The government needs a long-term view on employee voice, just as it has on infrastructure. Through the industrial strategy the government should commit to 'employee voice deals', using the sector deals process to promote commitments by industries. This would engage employees and embed employee voice. The advocacy of the union Prospect offers an example. It organises workers in the digital, film and entertainment sectors, dominated by freelance and self-employed workers. Their role in negotiating sector-wide standards has helped raise performance, creating a level playing field for wages and providing more durable practices.

Employee ownership can drive productivity too, but our levels in the UK remain small compared to competitor countries. The report recommends delivering employee share ownership to at least ten per cent of the UK’s private sector workforce by 2025.

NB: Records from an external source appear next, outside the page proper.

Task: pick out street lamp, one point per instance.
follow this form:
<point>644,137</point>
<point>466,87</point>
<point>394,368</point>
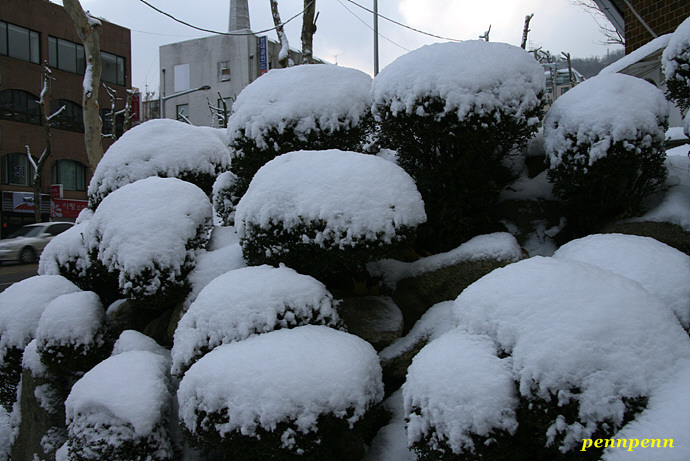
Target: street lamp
<point>181,93</point>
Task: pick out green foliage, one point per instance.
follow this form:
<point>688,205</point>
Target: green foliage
<point>459,166</point>
<point>613,186</point>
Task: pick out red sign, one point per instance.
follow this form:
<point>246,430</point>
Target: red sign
<point>64,208</point>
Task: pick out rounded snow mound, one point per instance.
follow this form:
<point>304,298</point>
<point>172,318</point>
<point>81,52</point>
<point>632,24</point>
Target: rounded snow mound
<point>578,333</point>
<point>486,401</point>
<point>249,301</point>
<point>315,97</point>
<point>161,147</point>
<point>158,240</point>
<point>356,196</point>
<point>474,76</point>
<point>660,269</point>
<point>604,110</point>
<point>22,304</point>
<point>283,376</point>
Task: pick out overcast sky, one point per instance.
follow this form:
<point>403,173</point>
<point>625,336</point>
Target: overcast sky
<point>558,25</point>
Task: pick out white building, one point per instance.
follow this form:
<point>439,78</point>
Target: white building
<point>224,63</point>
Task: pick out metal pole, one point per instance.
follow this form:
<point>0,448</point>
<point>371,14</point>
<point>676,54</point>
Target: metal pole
<point>376,38</point>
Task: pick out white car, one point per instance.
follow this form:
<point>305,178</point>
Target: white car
<point>27,243</point>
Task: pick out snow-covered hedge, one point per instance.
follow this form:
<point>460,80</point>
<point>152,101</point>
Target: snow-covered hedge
<point>120,410</point>
<point>148,253</point>
<point>298,108</point>
<point>71,334</point>
<point>326,212</point>
<point>246,302</point>
<point>584,346</point>
<point>21,306</point>
<point>605,143</point>
<point>676,65</point>
<point>454,112</point>
<point>281,394</point>
<point>162,147</point>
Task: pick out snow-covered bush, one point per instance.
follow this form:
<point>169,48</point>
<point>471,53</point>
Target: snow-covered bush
<point>676,65</point>
<point>660,269</point>
<point>246,302</point>
<point>21,306</point>
<point>454,112</point>
<point>326,212</point>
<point>165,148</point>
<point>120,410</point>
<point>605,144</point>
<point>282,394</point>
<point>585,347</point>
<point>71,335</point>
<point>147,254</point>
<point>298,108</point>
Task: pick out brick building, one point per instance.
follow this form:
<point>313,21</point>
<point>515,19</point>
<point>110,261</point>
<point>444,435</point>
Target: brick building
<point>33,32</point>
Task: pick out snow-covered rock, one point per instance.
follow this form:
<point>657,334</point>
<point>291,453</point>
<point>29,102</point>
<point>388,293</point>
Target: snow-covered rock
<point>659,268</point>
<point>161,147</point>
<point>246,302</point>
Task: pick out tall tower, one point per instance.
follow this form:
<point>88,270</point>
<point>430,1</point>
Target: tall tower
<point>239,15</point>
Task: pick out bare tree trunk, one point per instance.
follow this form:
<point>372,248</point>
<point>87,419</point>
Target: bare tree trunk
<point>525,31</point>
<point>284,56</point>
<point>308,31</point>
<point>88,29</point>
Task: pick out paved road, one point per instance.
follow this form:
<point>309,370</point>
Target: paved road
<point>11,273</point>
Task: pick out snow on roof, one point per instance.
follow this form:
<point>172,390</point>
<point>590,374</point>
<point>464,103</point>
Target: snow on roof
<point>22,304</point>
<point>160,147</point>
<point>471,76</point>
<point>639,54</point>
<point>248,301</point>
<point>285,375</point>
<point>356,195</point>
<point>572,326</point>
<point>485,400</point>
<point>660,269</point>
<point>601,111</point>
<point>128,388</point>
<point>320,96</point>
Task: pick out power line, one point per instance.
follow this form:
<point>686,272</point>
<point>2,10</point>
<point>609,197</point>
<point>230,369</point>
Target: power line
<point>223,33</point>
<point>365,23</point>
<point>401,24</point>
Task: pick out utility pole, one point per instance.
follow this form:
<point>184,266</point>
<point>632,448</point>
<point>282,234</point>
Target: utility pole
<point>376,37</point>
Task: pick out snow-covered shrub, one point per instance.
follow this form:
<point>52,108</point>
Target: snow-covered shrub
<point>676,65</point>
<point>298,108</point>
<point>660,269</point>
<point>149,252</point>
<point>21,306</point>
<point>586,348</point>
<point>454,112</point>
<point>326,212</point>
<point>605,144</point>
<point>281,394</point>
<point>246,302</point>
<point>225,198</point>
<point>71,335</point>
<point>120,410</point>
<point>165,148</point>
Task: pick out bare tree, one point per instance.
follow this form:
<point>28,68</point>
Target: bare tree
<point>525,31</point>
<point>308,31</point>
<point>88,29</point>
<point>284,55</point>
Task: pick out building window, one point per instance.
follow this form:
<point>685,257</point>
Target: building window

As part of the economic solution, there should be a ‘productivity partnership fund’ created for unions and businesses to make joint bids to support productivity gains. Unions should be supported to become 'lifelong learning banks' as an impartial voice in supporting skills development. We should celebrate businesses that have good union relations with a kitemark for good practice, helping those seeking work and businesses recruiting.

Workforces should also have new powers to be consulted on change, efficiency and fairness in a business.  As part of this, a 'red card' warning system would strengthen whistle-blowing mechanisms to prevent failures like the collapse of Carillion and BHS.

We are at a watershed moment. Union density and collective bargaining levels are now approaching a critical point. Any further reduction would be severely detrimental to union impact and make it harder to rebuild, while placing greater responsibilities on government. There is a mutual interest to address this now.

The prize is great: a stronger economy, Britain more able to compete in the world, people productivity harnessed for our service-based economy and the proceeds of growth shared.

Jake Sumner is a research associate at ResPublica and former adviser to shadow business secretaries on business, unions and enterprise.